Organic farming is the most important ally to achieve these goals, both in the field and in the choice of what is brought to the table. A comprehensive analysis of 66 comparative scientific studies reported in FIBL’s Organic Agriculture and Biodiersity report shows that organic farming systems have a positive effect on field flora and fauna with, on average, +30% more species present, including birds, predatory insects, spiders, essential for the defense and well-being of the plants themselves. This is because a better quality of the soil, above and below ground, establishes a virtuous circle of give and take, reducing desertification and promoting the conservation of plant species without resorting to the use of pesticides and defense chemicals. Each country has indigenous products, such as wild vegetables and grains, which have adapted to local conditions, making them more resistant to parasites and extreme weather conditions.
The choice and the consumption of fruit, vegetables, and processed products of organic origin mean supporting farmers and companies that work for sustainably, but also investing in the future well-being of the earth and one’s own health. A balanced ecosystem, which protects all living beings, also allows for a better selection of products, and the protection of agro-biodiversity, the natural heritage that allows you to bring different species of fruit and vegetables to the table, essential for well-being and health.
The consumption of different varieties of fruit and vegetables allows us to obtain the nutrients, phytonutrients and dietary fibers they contain and it promotes a good health, as underlined by the FAO 2022 report, which highlights that the intake at regular and daily intervals of 300–600 g of fruit and vegetables per day (200–600 g of vegetables and 100–300 g of fruit) allows to achieve the double objective of human health and sustainable food supply without negative effects on environment (Afshin et al., 2019; Loken et al., 2020; Willett et al., 2019).
Massimo Biondi, who is organic and biodynamic producer and President of Canova, the company of the Apofruit Group, leader in the production of European organic fruit and vegetables and associate to the Almaverde Bio brand, has talked about the importance of conserving biodiversity and organic farming: “Protecting biodiversity is a great benefit of organic production and it deserves our attention and care.

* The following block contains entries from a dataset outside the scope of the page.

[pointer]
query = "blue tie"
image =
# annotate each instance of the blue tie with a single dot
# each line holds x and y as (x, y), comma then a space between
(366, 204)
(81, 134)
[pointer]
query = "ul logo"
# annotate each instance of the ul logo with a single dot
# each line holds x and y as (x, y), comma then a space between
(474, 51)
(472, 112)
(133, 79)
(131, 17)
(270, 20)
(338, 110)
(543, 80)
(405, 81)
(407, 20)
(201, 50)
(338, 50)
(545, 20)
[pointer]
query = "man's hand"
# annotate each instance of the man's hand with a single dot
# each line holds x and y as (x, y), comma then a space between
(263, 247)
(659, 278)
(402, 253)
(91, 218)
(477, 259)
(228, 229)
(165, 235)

It starts from the soil, which, cultivated with organic methods, is enriched with native fauna, earthworms, beetles, saprophytic bacteria, which makes it more fertile and favoring the birth of different herbaceous plants, including legumes that release nitrogen. The presence of different species of pollinating insects helps the fertility of the cultivated plants which produce better and with an ecological balance of the entire environment, in addition to a more resistance to diseases. The complexity of these mechanisms makes every step taken in the field, at the level of agronomic or varietal choice, a decisive strategy for balancing food production and nature and is the basis of organic production.”
It’s Bio is a project funded by the European Union and AOP Gruppo Vi.Va., with the participation of Almaverde Bio, Apofruit, Codma OP, Ca’ Nova, Coop Sole, AOP La Mongolfiera, OrtoRomi and OP Terre di Bari.